Beard's bleak assessment of what he regarded as man's mismanagement of nature did not go down well with the country's wildlife authorities and he was subsequently banned from the park, although this was more for his general dissidence than his philosophical stance on conservation.

However, although he was prescient about many things, mainly that if you crowded elephants into a confined space they would destroy woodlands and have a profound impact on biodiversity, he was wrong about the inevitable destruction of 'Starvo'.

More than 10,000 elephants died in the 1971 drought. Today, however, the elephant population has, to some extent, recovered and is stable at around 12,000, while this landscape of semi-arid grasslands and savannah is now regarded by modern conservationists as a biodiversity stronghold.

That night, back at Satao Camp, which is a delightful 20-tent encampment set among tamarind and acacia trees and populated by a large, habituated herd of relaxed impala, we are joined by the Woodley brothers, Danny and Bongo.

Their father Bill was one of the founding wardens of Kenya's national parks, a highly respected conservationist who was also one of Peter Beard's closest friends.

Over dinner, the sons of Bill confirm that the rise of Tsavo is testimony to the ability of nature to rebound.

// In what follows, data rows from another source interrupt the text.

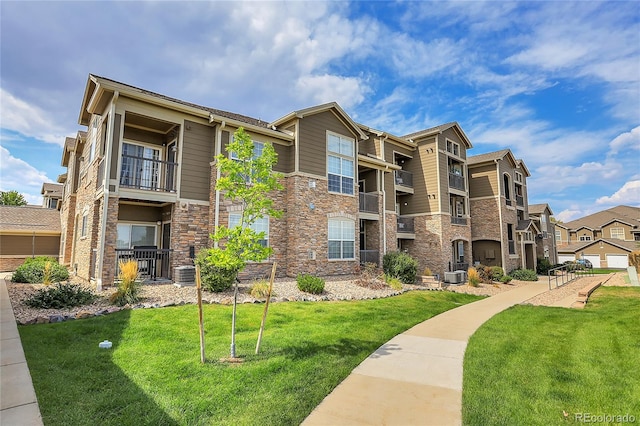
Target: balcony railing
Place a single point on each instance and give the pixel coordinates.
(369, 203)
(458, 220)
(153, 264)
(456, 181)
(405, 225)
(404, 178)
(370, 256)
(148, 174)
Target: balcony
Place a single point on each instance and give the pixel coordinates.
(404, 178)
(370, 256)
(458, 220)
(405, 225)
(148, 174)
(456, 181)
(153, 263)
(369, 203)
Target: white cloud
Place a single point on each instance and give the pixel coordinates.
(28, 119)
(629, 195)
(626, 141)
(18, 175)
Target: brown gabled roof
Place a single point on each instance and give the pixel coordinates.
(439, 129)
(627, 214)
(221, 113)
(29, 219)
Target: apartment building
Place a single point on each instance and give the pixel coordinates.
(140, 184)
(502, 232)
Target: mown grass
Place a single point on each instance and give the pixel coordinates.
(153, 374)
(530, 365)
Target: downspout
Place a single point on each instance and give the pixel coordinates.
(108, 149)
(216, 211)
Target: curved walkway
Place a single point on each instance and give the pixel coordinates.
(18, 403)
(416, 377)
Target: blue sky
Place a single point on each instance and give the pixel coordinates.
(556, 82)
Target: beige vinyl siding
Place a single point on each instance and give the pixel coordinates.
(483, 181)
(137, 213)
(26, 245)
(197, 153)
(313, 141)
(115, 147)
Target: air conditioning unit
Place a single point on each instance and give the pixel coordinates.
(454, 277)
(184, 276)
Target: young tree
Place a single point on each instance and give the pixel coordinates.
(247, 179)
(12, 198)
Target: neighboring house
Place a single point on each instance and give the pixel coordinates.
(140, 184)
(605, 238)
(546, 239)
(502, 232)
(51, 195)
(27, 231)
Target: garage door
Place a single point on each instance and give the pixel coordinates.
(617, 260)
(566, 258)
(594, 259)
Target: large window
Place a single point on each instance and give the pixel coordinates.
(617, 233)
(341, 164)
(260, 225)
(342, 234)
(140, 166)
(132, 235)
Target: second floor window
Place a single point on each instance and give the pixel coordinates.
(340, 164)
(617, 233)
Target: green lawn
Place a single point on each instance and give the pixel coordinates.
(153, 373)
(529, 364)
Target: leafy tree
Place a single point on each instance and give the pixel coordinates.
(12, 198)
(246, 179)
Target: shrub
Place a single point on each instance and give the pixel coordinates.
(394, 283)
(474, 277)
(310, 284)
(128, 288)
(215, 278)
(61, 296)
(400, 265)
(524, 275)
(259, 289)
(32, 271)
(506, 279)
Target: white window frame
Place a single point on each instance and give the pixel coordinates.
(620, 235)
(343, 158)
(347, 230)
(130, 225)
(260, 225)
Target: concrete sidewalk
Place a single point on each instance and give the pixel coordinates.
(18, 403)
(416, 377)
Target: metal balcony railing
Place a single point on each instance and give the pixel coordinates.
(404, 178)
(369, 202)
(456, 181)
(153, 263)
(148, 174)
(405, 225)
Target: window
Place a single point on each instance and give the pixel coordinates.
(132, 235)
(140, 166)
(617, 233)
(83, 228)
(453, 148)
(341, 239)
(341, 170)
(260, 225)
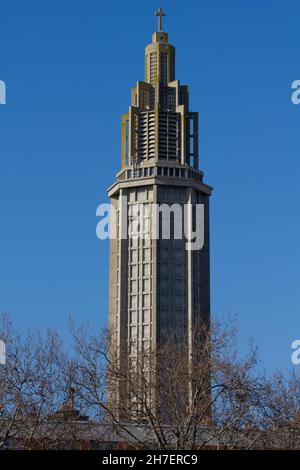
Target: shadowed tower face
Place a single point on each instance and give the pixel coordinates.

Not only had there been the 1971 drought and die-off but also a decade later there was a poaching pandemic of epic proportions that left the grassy plains filled with elephant skeletons minus their tusks.

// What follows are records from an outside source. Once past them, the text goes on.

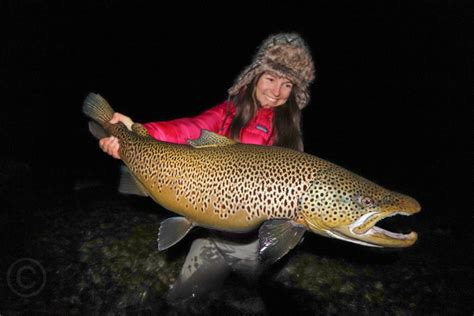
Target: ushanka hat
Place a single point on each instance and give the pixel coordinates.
(286, 55)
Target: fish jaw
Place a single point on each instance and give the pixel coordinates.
(364, 231)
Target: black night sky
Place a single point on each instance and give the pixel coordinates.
(392, 100)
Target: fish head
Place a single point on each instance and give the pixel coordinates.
(343, 205)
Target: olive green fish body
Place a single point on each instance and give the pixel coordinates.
(219, 184)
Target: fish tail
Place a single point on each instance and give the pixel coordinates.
(97, 108)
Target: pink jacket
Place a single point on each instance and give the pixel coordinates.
(217, 119)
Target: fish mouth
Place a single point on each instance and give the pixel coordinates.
(365, 232)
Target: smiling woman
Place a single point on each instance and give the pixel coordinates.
(264, 105)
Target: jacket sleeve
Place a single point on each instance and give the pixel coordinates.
(180, 130)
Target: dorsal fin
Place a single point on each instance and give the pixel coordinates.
(210, 139)
(140, 130)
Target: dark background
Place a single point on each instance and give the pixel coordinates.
(392, 100)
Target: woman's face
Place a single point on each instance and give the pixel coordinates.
(272, 91)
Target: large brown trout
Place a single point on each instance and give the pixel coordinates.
(217, 183)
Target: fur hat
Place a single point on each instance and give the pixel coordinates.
(287, 55)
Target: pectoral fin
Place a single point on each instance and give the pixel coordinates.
(173, 230)
(277, 237)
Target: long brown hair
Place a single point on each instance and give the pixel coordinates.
(286, 119)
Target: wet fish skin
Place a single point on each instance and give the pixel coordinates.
(219, 184)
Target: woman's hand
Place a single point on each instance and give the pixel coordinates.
(110, 145)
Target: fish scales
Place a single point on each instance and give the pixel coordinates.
(220, 184)
(240, 185)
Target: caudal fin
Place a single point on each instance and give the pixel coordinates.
(97, 108)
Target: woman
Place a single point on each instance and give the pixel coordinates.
(264, 105)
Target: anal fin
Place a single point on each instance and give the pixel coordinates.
(277, 237)
(172, 230)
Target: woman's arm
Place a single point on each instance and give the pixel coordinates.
(180, 130)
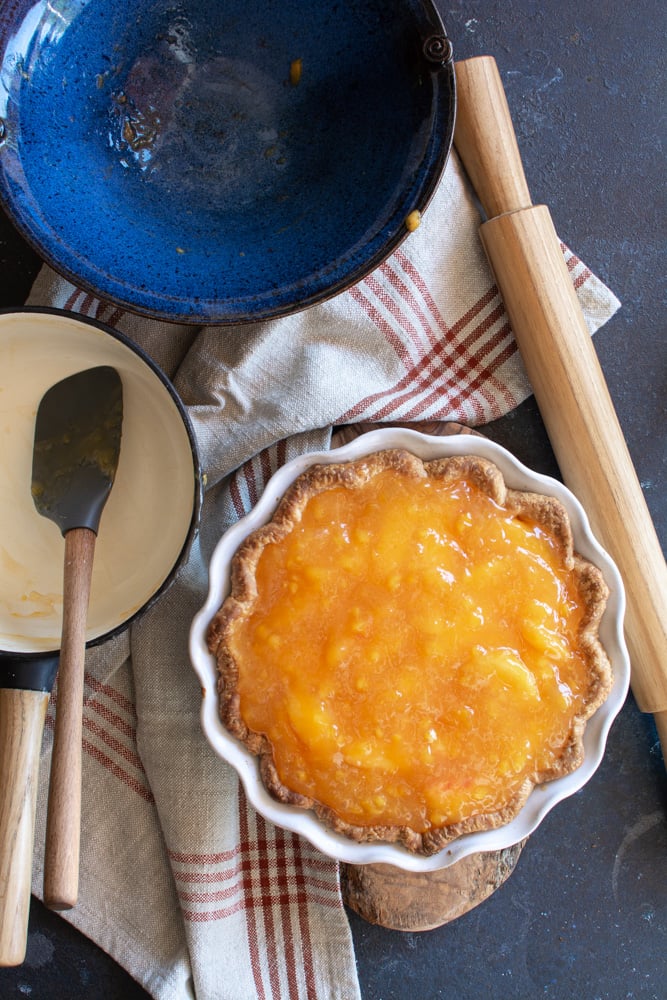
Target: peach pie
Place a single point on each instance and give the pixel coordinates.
(410, 646)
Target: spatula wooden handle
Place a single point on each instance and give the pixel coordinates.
(63, 824)
(525, 255)
(22, 715)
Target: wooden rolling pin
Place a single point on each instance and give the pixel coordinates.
(526, 258)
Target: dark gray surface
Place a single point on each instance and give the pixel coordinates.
(584, 915)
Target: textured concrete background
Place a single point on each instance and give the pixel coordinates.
(584, 915)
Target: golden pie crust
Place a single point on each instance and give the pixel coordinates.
(483, 476)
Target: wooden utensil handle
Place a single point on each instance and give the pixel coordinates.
(526, 258)
(22, 715)
(485, 138)
(63, 824)
(525, 254)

A military anti-poaching campaign, driven by then President Daniel arap Moi's shoot-to-kill policy, put an end to most of the poaching.

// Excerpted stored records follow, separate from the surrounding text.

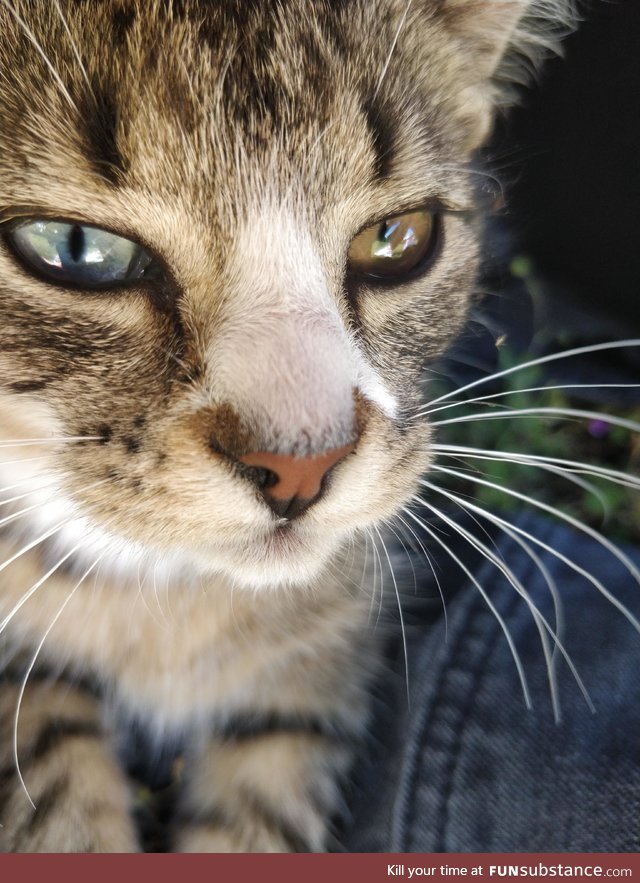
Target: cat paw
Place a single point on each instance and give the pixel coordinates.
(241, 837)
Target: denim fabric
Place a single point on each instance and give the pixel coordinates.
(466, 767)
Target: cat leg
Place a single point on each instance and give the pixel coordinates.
(82, 802)
(269, 792)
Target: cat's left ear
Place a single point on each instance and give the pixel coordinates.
(492, 28)
(499, 42)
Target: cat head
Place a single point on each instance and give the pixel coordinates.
(232, 233)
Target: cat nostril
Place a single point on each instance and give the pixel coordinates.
(298, 480)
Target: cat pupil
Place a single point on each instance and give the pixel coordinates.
(76, 243)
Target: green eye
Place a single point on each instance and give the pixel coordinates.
(78, 254)
(395, 247)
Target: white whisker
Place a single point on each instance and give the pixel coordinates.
(561, 557)
(394, 43)
(542, 360)
(427, 558)
(401, 616)
(560, 515)
(479, 400)
(512, 647)
(23, 686)
(566, 466)
(543, 626)
(25, 442)
(580, 413)
(34, 588)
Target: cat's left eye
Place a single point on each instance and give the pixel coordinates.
(396, 247)
(78, 254)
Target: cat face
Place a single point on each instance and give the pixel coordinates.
(230, 230)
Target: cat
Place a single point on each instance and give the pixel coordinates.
(232, 235)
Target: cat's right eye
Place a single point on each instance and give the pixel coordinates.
(78, 254)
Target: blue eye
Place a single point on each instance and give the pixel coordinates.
(78, 254)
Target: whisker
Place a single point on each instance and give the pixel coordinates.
(42, 538)
(24, 442)
(573, 466)
(541, 360)
(401, 616)
(394, 43)
(34, 588)
(512, 647)
(36, 45)
(560, 556)
(521, 390)
(74, 47)
(427, 558)
(23, 686)
(543, 626)
(560, 515)
(625, 423)
(572, 476)
(9, 518)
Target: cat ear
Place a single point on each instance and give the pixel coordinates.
(494, 29)
(500, 43)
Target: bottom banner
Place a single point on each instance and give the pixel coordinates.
(346, 868)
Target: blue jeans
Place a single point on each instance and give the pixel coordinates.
(466, 766)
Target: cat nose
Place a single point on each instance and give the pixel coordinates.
(291, 484)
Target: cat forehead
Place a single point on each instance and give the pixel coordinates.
(149, 93)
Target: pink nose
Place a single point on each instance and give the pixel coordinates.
(295, 482)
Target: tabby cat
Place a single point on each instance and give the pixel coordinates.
(231, 234)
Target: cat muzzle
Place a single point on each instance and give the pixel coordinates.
(288, 484)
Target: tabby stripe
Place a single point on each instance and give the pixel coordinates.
(217, 819)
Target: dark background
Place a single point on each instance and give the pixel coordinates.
(570, 155)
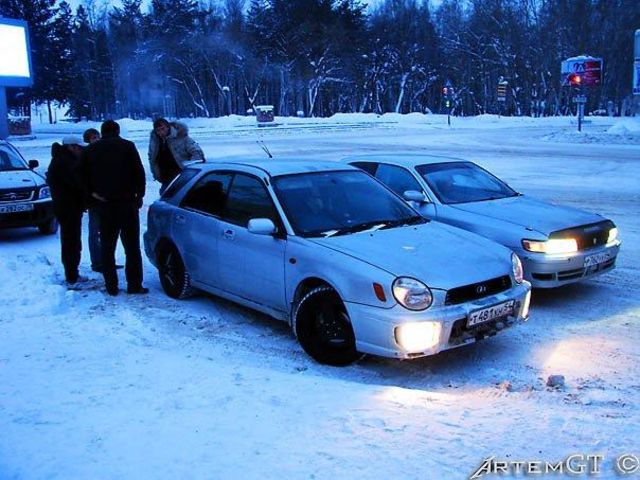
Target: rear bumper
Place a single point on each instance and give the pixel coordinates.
(42, 212)
(549, 271)
(375, 328)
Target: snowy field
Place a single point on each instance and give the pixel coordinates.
(94, 387)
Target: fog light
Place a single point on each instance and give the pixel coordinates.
(525, 305)
(417, 337)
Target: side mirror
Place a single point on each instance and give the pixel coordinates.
(415, 196)
(261, 226)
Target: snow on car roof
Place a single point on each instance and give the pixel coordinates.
(274, 167)
(406, 159)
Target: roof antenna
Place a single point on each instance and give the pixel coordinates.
(264, 147)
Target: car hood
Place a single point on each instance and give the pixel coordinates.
(530, 213)
(441, 256)
(19, 179)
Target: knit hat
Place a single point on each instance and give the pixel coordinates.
(73, 140)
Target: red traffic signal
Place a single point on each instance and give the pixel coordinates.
(574, 79)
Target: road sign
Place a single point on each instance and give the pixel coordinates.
(636, 65)
(502, 91)
(585, 68)
(15, 63)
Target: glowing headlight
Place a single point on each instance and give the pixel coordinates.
(527, 304)
(518, 272)
(554, 245)
(417, 337)
(412, 293)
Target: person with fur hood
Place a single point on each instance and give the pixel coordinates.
(170, 147)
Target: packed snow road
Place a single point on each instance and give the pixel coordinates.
(100, 387)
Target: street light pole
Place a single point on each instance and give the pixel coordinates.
(4, 119)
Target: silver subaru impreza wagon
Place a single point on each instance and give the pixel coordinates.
(332, 251)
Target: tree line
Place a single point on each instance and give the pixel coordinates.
(319, 57)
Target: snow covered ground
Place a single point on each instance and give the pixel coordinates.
(118, 388)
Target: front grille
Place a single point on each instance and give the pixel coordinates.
(581, 272)
(587, 236)
(478, 290)
(16, 195)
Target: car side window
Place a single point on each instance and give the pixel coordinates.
(397, 179)
(248, 198)
(369, 167)
(209, 195)
(9, 159)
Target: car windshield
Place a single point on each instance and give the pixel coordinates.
(9, 160)
(339, 203)
(462, 182)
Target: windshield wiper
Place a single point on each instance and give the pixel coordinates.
(414, 220)
(374, 225)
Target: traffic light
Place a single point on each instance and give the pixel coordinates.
(574, 79)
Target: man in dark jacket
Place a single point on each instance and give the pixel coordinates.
(116, 180)
(68, 195)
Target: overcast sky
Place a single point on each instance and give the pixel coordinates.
(75, 3)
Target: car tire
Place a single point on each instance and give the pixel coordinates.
(323, 328)
(174, 277)
(49, 227)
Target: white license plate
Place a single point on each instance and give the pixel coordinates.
(490, 313)
(596, 259)
(24, 207)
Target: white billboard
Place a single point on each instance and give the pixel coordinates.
(15, 57)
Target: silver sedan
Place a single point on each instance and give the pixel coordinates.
(557, 245)
(346, 262)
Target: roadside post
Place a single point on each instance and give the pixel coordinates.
(15, 64)
(636, 64)
(447, 93)
(578, 73)
(502, 94)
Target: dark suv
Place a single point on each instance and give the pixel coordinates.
(25, 198)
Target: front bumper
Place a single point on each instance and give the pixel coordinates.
(42, 212)
(549, 271)
(375, 327)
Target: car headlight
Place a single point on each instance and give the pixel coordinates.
(45, 192)
(417, 337)
(553, 245)
(412, 293)
(518, 271)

Bongo Woodley points out that the greater Tsavo conservation area, which includes neighbouring Tsavo West National Park and surrounding conservancies, covers an astonishing 45,000 square miles, which is half the size of the entire UK.

This means there is more than enough room for the elephant herds and, as we discover, gives visitors such as ourselves the impression that one has an eternal and endless landscape to oneself.

There remains, however, some evidence of human-wildlife conflict. These Tsavo elephants tend to wander beyond the great park's boundaries into rural communities and raid crops in local villages. On many of the big bulls we see evidence of poison arrow wounds. All seem to have healed, but this probably explains their unsettled behaviour.

These are not like the placid, habituated elephants of the Maasai Mara. These are spiky, tempestuous animals that view the presence of humans in Land Cruisers with some suspicion, and it gives this safari a welcome frisson.

At night, we sit out under the stars in canvas chairs watching the animals come to the camp's waterhole. Elephants, zebra, baboons, hippo, giraffe - all wander up, jostling for places at the edge.

In the darkness the resident lion pride roars, reminding us that these are the descendants of the famed man-eaters of Tsavo, the wild mane-less lions that killed and ate many workers constructing the Mombasa railway line in the late 19th century.

We will see some of the pride on the following day's game drives but it seems apposite that their chilling roars echo through the inky black Tsavo night.

After four days of recuperative safari we return to Nairobi for two nights so we have time to enjoy the ramshackle pleasures of the Kenyan capital.

We are staying at Hemingway's, a colonial-style hotel in luxurious gardens in the city's Karen suburb, named after its most illustrious resident, scribe Karen Blixen, and it provides a sumptuous retreat after the dust and sweat of a full-blown safari.

We are just a mile away from the Karen Blixen Museum, a few miles from Peter Beard's famous Hog Ranch encampment, and on the horizon we can see the fabled Ngong Hills of her Out Of Africa story looming over the Rift Valley. It is a perfect ending to this Kenyan adventure.